Wikipedia is not a bureaucracy. (Allow them to elaborate:)
- Wikipedia is not governed by statute: it is not a moot court, and rules are not the purpose of the community. Instruction creep should be avoided. Wikipedia's policies and guidelines are descriptive, not prescriptive. They represent an evolving community consensus for how to improve the encyclopedia and are not a code of law.
- Do not follow an overly strict interpretation of the letter of policy to violate the principles of the policy (see Wikipedia's guideline on gaming the system). If the rules prevent you from improving the encyclopedia, ignore them. Disagreements are resolved through consensus-based discussion, rather than through tightly sticking to rules and procedures.
- "I like this one. I think I will ignore it. I tried this and the big bad administrator chopped off my edit. We could get suuuuued, Man?!?! See first and foremost Wikipedia is subject to all the retarded libel laws that exist in the U.S.A. It is first and foremost an United Statian establishment and The Man will squish it if it does not The Man's bidding."
Wikipedia is not a battleground. LumenikiLu is a place for wikibrawling, kinda like Wikipedia advocates here. But the real problem is that there doesn't seem to be a problem with posting information that you know to be false, so long as it has a third-party published source. And Wikipedia won't accept as even notable, a million self-published sources who are making a simple observation (ie these flash drives from China do not work). There will be no discussing intelligent design because WE all know there are no reliable sources who believe in incorporeal beings (maybe alien designers are another matter). Case closed. Wikipedia's inclusion policy says it is not "truth", it is reliable sources. Who are the reliable sources? The one's who tell the truth, silly. We don't need to evaluate each and every claim they make, just so long as they is good people.

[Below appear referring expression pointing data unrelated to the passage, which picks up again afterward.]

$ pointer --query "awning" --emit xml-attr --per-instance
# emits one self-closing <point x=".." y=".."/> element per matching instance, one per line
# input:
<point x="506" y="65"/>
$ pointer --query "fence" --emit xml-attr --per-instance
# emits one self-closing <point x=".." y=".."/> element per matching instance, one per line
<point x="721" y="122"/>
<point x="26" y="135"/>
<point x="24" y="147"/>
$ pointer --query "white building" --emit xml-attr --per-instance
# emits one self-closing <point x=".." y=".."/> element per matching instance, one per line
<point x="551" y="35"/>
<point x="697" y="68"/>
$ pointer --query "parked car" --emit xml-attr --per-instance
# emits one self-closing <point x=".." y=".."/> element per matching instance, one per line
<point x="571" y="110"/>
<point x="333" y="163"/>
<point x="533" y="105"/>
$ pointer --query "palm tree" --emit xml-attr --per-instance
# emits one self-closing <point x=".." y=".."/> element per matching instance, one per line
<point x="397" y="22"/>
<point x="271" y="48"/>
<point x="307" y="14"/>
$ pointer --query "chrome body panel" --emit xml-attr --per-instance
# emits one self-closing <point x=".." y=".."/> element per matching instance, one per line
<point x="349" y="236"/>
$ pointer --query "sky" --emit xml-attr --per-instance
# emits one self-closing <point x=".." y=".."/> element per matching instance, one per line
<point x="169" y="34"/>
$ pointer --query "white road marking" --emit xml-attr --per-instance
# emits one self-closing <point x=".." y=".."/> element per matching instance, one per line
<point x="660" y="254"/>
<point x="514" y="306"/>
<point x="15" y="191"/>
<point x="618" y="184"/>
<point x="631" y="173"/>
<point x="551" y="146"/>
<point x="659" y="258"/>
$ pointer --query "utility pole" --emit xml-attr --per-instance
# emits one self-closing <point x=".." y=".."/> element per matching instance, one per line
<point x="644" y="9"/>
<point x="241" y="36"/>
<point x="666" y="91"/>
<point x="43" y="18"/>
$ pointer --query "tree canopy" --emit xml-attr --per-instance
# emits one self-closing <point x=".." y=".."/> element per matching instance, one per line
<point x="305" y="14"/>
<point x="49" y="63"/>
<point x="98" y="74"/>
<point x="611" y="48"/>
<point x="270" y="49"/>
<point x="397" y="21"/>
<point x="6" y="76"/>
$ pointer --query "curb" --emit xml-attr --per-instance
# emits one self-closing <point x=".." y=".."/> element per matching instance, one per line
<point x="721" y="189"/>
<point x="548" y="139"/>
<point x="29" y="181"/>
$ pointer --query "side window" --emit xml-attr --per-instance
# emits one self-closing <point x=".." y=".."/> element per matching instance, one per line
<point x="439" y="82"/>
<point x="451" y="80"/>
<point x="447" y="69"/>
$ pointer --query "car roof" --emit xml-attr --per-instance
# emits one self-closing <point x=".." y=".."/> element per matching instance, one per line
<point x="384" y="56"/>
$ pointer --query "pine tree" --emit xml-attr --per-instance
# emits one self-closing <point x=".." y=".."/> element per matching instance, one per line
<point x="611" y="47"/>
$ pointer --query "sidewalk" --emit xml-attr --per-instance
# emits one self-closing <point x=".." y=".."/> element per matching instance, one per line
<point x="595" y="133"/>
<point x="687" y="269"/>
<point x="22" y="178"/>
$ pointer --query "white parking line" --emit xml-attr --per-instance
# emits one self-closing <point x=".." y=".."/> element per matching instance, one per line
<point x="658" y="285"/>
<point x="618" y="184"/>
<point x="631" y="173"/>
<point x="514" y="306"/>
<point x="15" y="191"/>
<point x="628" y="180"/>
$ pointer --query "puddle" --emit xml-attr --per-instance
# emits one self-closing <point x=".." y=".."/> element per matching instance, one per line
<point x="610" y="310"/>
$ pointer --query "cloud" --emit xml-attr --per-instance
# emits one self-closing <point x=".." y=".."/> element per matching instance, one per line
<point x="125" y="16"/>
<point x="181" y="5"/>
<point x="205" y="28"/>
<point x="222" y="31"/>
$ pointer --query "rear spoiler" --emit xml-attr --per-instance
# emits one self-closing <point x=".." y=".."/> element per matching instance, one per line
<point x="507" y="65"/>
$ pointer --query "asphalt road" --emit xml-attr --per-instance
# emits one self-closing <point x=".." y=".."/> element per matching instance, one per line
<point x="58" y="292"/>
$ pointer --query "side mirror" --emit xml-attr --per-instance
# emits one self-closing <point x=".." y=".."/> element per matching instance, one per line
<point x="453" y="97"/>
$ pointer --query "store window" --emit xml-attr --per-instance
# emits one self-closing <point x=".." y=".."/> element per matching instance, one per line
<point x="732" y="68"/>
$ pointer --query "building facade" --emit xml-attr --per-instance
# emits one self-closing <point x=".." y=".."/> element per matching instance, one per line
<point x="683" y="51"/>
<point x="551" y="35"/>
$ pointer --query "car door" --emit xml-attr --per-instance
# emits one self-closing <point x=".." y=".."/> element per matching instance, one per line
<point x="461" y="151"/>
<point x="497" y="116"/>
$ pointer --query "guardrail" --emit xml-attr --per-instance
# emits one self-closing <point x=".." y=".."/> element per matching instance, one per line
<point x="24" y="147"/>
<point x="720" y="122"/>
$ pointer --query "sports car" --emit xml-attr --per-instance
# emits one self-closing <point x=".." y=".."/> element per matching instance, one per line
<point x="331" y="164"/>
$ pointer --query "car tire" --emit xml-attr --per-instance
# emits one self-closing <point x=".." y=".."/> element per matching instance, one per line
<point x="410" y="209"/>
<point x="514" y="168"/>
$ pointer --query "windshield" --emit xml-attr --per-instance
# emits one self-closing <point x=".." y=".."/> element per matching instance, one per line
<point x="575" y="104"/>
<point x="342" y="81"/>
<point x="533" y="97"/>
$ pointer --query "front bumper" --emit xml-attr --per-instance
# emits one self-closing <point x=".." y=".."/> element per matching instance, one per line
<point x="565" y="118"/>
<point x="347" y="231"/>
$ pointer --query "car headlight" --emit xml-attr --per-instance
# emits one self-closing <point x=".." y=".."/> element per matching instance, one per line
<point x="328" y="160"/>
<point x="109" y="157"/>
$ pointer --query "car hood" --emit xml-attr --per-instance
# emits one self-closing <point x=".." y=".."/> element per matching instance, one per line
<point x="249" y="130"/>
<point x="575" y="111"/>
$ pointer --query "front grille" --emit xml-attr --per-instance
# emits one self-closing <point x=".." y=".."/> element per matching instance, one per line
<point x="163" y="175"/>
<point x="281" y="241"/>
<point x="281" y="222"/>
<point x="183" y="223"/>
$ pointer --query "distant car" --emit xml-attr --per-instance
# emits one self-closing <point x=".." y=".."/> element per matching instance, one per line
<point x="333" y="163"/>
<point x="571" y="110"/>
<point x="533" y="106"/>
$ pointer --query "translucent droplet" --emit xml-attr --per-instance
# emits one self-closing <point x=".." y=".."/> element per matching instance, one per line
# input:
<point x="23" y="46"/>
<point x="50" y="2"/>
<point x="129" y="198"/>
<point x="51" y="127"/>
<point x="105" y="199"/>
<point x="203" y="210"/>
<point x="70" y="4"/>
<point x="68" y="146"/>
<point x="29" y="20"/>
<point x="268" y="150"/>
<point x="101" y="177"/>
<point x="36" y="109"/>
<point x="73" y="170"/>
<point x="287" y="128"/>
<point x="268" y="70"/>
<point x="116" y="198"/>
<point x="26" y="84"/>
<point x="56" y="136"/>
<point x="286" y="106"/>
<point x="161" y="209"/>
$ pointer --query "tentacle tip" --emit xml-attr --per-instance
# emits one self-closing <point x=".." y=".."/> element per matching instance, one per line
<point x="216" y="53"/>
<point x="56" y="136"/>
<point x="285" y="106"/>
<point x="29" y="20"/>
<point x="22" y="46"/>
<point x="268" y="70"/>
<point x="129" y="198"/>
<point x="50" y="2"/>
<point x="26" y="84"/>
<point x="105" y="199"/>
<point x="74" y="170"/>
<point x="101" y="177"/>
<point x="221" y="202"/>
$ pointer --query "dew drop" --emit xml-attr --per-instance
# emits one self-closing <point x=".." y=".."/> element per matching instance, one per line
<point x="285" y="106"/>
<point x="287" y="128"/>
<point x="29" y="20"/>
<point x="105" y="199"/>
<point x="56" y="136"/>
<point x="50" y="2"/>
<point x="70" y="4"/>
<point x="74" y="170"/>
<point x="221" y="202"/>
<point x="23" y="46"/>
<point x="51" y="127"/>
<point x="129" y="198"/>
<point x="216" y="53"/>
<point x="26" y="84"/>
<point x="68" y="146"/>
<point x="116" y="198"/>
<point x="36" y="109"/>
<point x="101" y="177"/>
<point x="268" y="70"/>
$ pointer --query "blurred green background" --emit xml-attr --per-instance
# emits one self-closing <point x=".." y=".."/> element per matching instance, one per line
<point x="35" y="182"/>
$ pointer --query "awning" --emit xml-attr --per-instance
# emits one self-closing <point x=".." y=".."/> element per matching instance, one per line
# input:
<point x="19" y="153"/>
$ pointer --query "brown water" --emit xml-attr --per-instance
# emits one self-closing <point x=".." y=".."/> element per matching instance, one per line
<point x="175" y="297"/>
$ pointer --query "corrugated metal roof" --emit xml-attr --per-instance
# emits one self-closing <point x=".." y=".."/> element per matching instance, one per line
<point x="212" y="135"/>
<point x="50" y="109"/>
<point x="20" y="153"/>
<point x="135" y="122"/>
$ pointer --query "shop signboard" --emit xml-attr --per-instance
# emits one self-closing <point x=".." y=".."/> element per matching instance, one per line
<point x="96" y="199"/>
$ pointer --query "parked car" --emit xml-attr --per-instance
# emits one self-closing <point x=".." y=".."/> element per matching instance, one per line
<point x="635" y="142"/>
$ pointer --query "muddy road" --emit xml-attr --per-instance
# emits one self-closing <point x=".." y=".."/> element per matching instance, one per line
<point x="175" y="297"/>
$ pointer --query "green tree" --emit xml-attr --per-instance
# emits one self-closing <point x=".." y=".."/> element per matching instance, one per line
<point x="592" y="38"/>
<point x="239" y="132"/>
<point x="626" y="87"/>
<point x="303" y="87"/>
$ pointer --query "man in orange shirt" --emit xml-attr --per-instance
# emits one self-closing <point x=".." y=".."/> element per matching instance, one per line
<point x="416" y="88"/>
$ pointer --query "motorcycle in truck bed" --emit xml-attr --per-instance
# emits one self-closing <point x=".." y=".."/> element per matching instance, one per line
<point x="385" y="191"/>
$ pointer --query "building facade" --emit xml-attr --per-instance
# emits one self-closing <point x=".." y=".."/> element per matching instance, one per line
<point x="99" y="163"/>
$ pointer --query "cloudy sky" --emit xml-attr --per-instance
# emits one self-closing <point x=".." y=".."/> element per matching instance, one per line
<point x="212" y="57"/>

Wikipedia is not your web host. LumenikiLu is your host if you got something lumenotable. If not, you can probably link to it from LumenikiLu, and make it part of LumenetiLu. You could use Referata, some other wiki farm, online forum, or personal website as your web host. At this point, the fact that you are interested enough in LumenikiLu to bother, makes you a lumenotable person. If we get a whole lot of business, this down home country attitude is likely to change. Act now and get triple your money back!
Style and format
Wikipedia is not a paper encyclopedia[, but it seems to want to be]. We don't have the space limitations of paper so there is little need to exclude so much lumenotable information that Wikipedia excludes. Digital data is immediately updatable and correctable. If you want info that is low-cost (for a small number of pages) and requires no electricity, you can print it. If you want portability, there is also digital ink (better for the eyes) or various handheld devices capable of displaying html or text. (I had a $20 mp4 player that could display text documents, it was 1 1/2" x 4" x 3/8".)